Part Two of a week-long series highlighting the major issues in the race for Virginia governor.
I received a phone call one day from a friend who lives in one of the economically devastated regions of the state. My friend said, “I don’t give a damn about where the candidates stand on anything else. I want to know who’s going to bring the jobs back to my city.”
Each of Virginia’s candidates for governor claims to hold the solution to this problem. And, in many ways, the man who convincingly answers my friend’s question will likely win the race.
Republican Bob McDonnell picked up this theme early, adopting the slogan “Bob’s 4 Jobs.”
From the early stages of the campaign, the GOP candidate has sought to make this the defining issue of his campaign.
His proposals include:
- Doubling the Governor’s Opportunity Fund, which the state uses to entice business to set-up shop in Virginia
- Appointing Lt. Gov. Bill Bolling as the state’s first job czar
- Offering a tax credit of $1,000 per job created, for businesses that create 50 new jobs statewide or 25 new jobs in economically challenged areas
- Focusing on energy jobs, including those created by offshore oil and natural gas drilling
McDonnell frequently talks about “keeping taxes, regulation and litigation low” in order to create a strong business climate. He says that includes limiting union influence and protecting Virginia’s status as a right-to-work state.
Democrat Creigh Deeds has sharply criticized several portions of McDonnell’s plan.
First, Deeds points out that McDonnell twice voted against expanding the Governor’s Opportunity Fund during the administration of Gov. Mark Warner (D). McDonnell’s response is that those were different times during which the state was not struggling economically. Deeds calls this “an election year conversion” on the part of his opponent.
Another Democratic criticism of McDonnell’s jobs plan is the idea of appointing Bolling job czar. Deeds says that position shouldn’t be delegated to anyone else.
Finally, Deeds blasts the tax credit portion of McDonnell’s proposal, saying that most small business that make up the backbone of Virginia’s economy wouldn’t qualify because they have fewer than 50 employees.

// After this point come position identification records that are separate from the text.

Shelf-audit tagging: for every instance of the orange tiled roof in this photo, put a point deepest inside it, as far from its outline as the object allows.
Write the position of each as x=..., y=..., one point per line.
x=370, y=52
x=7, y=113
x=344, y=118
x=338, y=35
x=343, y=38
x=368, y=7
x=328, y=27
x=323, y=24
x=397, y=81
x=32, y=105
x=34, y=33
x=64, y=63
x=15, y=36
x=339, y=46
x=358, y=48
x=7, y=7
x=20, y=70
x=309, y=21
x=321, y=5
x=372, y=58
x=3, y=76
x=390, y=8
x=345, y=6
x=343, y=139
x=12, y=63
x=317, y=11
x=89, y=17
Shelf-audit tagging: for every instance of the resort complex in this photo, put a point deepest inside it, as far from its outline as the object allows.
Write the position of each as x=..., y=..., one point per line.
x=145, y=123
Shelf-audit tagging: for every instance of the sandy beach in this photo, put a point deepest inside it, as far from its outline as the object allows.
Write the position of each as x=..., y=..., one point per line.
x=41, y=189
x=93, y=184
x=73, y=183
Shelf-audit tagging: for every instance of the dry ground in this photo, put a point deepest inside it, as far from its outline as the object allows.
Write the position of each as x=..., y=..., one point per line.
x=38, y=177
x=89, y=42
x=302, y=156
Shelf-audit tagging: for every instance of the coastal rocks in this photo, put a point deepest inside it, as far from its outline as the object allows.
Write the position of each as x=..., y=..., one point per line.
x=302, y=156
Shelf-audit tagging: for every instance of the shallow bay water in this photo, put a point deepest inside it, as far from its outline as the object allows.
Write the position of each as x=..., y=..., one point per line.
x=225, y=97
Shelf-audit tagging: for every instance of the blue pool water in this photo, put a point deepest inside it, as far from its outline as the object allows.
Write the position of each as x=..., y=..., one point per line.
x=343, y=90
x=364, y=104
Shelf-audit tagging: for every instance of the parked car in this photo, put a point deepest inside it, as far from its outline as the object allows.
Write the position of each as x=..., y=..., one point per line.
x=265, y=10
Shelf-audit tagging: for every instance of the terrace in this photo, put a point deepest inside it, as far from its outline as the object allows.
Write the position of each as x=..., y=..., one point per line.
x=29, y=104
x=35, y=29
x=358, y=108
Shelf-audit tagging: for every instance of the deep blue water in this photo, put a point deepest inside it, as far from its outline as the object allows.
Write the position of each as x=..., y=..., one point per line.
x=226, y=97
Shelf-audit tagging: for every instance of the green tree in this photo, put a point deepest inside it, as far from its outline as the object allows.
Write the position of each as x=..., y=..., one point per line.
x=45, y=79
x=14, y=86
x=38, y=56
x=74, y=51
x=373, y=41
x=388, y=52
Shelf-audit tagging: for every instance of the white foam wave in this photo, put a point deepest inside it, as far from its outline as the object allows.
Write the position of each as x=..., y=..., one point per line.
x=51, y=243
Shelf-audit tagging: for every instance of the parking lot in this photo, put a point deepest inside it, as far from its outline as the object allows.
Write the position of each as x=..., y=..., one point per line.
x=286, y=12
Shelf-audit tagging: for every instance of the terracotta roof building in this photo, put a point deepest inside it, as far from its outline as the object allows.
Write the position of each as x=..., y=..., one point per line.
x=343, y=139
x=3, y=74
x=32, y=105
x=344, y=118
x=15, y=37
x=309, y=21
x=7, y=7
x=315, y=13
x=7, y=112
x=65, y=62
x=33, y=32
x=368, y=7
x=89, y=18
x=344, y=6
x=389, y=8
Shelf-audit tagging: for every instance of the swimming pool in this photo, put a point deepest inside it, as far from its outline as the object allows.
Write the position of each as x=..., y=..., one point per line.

McDonnell brushes off a lot of this criticism by reminding folks that he’s received endorsements from numerous Virginia business organizations.
Of course, McDonnell is not the only person hoping to own the jobs vote.
Deeds, too, wants Virginians to believe he is more qualified to turn around the state’s economy.
His plan includes:
- Doubling the Governor’s Opportunity Fund
- Creating a tax credit to companies for every new job created in Virginia
- Focus on green energy jobs
- Using transportation improvements to jumpstart the economy
Deeds often reminds voters that his plan will give a tax credit to businesses for every job created. Unlike McDonnell’s proposal, there is no threshold, and Deeds highlights this point.
He also says that there is no better way to fix the economy than to fix transportation. Deeds believes his transportation and economic plans are permanently linked.
McDonnell has ripped Deeds on economic issues, saying the Democrat will raise taxes and bring more union influence to Virginia.
Indeed, some of Deeds’ top donors have been national labor unions. But he says it is unfair to call him a typical tax-and-spend Democrat. He said he will not raise general fund taxes, though he is open to the idea of a tax increase to pay for transportation.
McDonnell and Republicans say doing so, possibly through an increase to the gas tax, would destroy small businesses.